May 4, 2010
The question central to this session was, “How can marketing automation help produce higher quality leads and foster a better relationship with sales?”
The format involved Laura Ramos asking each panel member, all of whom represented marketing automation vendors, to respond to a specific scenario that she had cooked up. As the panelists responded to the challenges, here’s some general insights and thoughts that surfaced.
- Lead automation tends to be primarily about new customer acquisition but good marketers use these systems to manage the entire customer life-cycle and look for up-sell and cross-sell opportunities. (Jon Miller, Marketo)
- It’s not about automation per se. It’s about automating good process. (Kristen Hambelton, Neolane)
- Along the same lines, creating a lead scoring system is an iterative process. Additionally, the automation system itself has to be easy to use. (Parker Terwin, Genius.com)
- Testing and optimization (of subject lines, landing pages, etc.) is key to effective marketing and your automation system should help you do that. (Jon)
- On the ROI front, the emergence of the SaaS model has really changed how marketers need to think about the investment (cap ex vs. op ex), but it is also changing the conversation from one focused on ROI and one focused on TCO. (Jon and Kristen).
- This led to a broader discussion of ROI in which Brian Kardon of Eloqua pointed out that, for a marketing automation implementation to work, a lot of marketing processes have to change and, therefore, the conversation shouldn’t necessarily focus on the investment. Instead, you really need to uncover whether or not the organizational will is there to see this process through.

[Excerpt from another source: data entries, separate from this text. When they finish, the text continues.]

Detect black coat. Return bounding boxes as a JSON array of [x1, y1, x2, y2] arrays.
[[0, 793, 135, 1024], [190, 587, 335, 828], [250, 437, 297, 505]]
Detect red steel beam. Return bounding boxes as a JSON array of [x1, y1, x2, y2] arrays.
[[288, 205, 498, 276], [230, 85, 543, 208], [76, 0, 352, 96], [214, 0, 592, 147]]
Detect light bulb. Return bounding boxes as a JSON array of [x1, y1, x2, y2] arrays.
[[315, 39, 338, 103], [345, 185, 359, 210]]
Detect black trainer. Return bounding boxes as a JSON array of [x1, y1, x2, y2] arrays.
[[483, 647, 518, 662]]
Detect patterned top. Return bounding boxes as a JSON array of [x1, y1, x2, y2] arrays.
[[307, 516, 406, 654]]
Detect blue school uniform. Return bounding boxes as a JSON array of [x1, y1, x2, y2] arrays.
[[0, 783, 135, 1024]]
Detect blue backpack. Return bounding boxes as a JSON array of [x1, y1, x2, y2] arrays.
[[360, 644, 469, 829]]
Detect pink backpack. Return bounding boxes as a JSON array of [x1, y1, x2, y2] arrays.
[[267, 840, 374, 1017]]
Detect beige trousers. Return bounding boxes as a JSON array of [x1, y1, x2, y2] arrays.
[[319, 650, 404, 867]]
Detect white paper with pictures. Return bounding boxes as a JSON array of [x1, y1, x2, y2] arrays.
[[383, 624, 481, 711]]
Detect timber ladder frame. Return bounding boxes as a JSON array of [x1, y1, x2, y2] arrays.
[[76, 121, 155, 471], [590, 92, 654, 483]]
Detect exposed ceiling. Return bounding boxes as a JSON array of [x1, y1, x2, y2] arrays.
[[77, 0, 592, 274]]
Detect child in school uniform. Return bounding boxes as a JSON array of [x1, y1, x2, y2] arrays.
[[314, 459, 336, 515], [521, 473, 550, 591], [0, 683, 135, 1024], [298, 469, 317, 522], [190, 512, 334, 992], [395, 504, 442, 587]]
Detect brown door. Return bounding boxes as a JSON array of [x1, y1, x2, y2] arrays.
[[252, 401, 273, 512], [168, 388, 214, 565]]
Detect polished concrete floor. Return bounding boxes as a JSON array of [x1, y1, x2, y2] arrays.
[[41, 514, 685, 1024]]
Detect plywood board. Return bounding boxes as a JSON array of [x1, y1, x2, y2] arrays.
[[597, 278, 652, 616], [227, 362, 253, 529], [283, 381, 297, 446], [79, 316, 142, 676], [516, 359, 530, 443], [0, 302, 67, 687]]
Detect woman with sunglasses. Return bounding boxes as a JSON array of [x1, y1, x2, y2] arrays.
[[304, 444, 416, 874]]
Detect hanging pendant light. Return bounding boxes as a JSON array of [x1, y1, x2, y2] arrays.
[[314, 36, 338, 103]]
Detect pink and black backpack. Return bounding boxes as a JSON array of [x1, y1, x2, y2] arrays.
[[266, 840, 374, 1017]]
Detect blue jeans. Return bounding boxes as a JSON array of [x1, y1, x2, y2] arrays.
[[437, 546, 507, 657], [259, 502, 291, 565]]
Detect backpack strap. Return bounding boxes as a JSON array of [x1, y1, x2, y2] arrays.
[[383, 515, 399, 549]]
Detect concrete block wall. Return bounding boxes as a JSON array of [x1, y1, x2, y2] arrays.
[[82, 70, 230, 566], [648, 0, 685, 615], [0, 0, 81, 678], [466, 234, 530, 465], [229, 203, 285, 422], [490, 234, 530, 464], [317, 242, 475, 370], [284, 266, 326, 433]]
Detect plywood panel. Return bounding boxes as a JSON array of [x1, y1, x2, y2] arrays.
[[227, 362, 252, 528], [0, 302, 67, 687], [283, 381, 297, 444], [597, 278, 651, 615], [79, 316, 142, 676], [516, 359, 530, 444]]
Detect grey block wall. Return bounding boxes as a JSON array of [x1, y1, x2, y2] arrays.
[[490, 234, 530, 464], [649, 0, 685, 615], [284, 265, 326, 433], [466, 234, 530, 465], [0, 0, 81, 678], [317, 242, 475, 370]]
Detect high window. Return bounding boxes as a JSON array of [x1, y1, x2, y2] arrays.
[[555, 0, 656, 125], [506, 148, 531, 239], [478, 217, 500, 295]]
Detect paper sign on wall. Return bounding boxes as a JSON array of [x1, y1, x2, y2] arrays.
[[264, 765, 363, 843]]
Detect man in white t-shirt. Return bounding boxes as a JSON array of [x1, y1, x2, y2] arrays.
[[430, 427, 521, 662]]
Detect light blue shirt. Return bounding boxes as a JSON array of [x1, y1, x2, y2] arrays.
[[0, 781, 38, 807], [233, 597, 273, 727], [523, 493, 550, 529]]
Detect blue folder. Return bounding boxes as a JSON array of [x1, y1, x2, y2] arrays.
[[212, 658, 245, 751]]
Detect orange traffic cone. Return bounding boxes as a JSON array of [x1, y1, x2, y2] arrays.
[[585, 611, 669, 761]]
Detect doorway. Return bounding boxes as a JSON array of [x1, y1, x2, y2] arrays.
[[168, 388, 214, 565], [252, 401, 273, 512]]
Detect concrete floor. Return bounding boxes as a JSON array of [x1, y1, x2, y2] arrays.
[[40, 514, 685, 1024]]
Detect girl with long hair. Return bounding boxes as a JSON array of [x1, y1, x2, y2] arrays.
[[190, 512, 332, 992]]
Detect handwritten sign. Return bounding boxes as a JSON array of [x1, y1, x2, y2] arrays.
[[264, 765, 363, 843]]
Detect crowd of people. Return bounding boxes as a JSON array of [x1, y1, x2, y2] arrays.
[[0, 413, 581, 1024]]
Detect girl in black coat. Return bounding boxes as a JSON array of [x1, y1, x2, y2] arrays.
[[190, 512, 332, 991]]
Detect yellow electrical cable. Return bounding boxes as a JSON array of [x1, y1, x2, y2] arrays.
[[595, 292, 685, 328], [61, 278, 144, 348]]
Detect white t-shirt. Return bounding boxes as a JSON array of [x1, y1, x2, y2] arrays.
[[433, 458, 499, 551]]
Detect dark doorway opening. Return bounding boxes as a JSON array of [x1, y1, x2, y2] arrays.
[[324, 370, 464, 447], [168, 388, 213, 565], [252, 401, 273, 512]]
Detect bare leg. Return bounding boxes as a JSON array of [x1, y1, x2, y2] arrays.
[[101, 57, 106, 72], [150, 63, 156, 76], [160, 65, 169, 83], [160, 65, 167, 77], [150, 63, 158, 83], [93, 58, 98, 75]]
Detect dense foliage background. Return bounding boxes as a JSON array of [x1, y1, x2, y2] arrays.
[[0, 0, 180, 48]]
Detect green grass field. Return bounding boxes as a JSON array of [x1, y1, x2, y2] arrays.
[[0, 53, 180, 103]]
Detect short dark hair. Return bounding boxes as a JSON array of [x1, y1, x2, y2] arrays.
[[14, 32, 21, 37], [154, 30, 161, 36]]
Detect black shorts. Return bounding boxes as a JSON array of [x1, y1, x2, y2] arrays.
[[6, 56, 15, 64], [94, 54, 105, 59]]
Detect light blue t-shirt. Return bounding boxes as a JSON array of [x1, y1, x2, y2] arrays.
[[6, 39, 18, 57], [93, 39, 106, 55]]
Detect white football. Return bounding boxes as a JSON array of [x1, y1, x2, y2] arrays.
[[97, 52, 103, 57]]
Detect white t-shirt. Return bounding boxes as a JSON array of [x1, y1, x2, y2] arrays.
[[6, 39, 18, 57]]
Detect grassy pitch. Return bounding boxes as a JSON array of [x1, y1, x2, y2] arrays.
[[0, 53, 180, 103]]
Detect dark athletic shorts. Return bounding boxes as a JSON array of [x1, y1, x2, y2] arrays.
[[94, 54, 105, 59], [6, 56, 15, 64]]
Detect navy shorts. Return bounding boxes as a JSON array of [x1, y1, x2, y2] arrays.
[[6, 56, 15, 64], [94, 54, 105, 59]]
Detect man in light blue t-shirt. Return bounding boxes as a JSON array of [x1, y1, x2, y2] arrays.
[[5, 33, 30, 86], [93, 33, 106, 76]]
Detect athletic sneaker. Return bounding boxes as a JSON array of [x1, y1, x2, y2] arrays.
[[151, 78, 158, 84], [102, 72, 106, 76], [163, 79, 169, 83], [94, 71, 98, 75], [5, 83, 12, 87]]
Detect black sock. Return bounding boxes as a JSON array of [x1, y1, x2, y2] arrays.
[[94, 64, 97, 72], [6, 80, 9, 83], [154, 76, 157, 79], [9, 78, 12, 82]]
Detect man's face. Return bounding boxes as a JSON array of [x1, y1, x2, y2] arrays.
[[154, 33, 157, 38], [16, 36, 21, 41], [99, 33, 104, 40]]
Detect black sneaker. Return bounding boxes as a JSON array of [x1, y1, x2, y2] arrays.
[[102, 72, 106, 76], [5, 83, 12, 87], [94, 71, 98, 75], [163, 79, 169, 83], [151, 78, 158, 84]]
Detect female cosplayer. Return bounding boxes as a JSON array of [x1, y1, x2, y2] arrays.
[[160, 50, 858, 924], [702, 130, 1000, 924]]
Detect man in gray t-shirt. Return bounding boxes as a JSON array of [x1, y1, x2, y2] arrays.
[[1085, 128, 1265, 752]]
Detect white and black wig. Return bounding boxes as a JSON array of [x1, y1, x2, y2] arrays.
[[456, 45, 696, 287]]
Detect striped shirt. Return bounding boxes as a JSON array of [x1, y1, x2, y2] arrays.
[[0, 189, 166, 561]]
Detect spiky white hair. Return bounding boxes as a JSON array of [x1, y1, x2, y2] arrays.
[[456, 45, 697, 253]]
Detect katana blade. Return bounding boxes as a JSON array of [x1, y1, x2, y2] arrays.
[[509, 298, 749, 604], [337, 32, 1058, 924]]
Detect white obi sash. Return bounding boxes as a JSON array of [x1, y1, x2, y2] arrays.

- It’s not hard to accumulate a lot of data, the question is, what do you do with it? Ideally your systems will talk to each other so that you can see the data and act on it all from one place. (Kristen)
- On that point, Jon talked about the power of integrating the insights from your analytics and automation tools actually show up where your sales people are looking.
- When integrating the various tools with salesforce.com, you need to make sure that changes to your implementation don’t break the connection with the marketing tool and that you aren’t asking your sales people to learn how to use a new tool.
An audience member (from Daxko) asked each panel member to say something positive about the other panelists’ products. Kristen said that Marketo has helped increase adoption of automation. Jon said that Genius.com has pioneered automated response. Parker said that Eloqua is the Cadillac of solutions. Brian said that Neolane is a good product with a lot of happy customers.
Of all the things I heard in this session, the one that really stuck with me was this one made by Brian Kardon: It’s not the technology that’s the problem, it’s the soft things.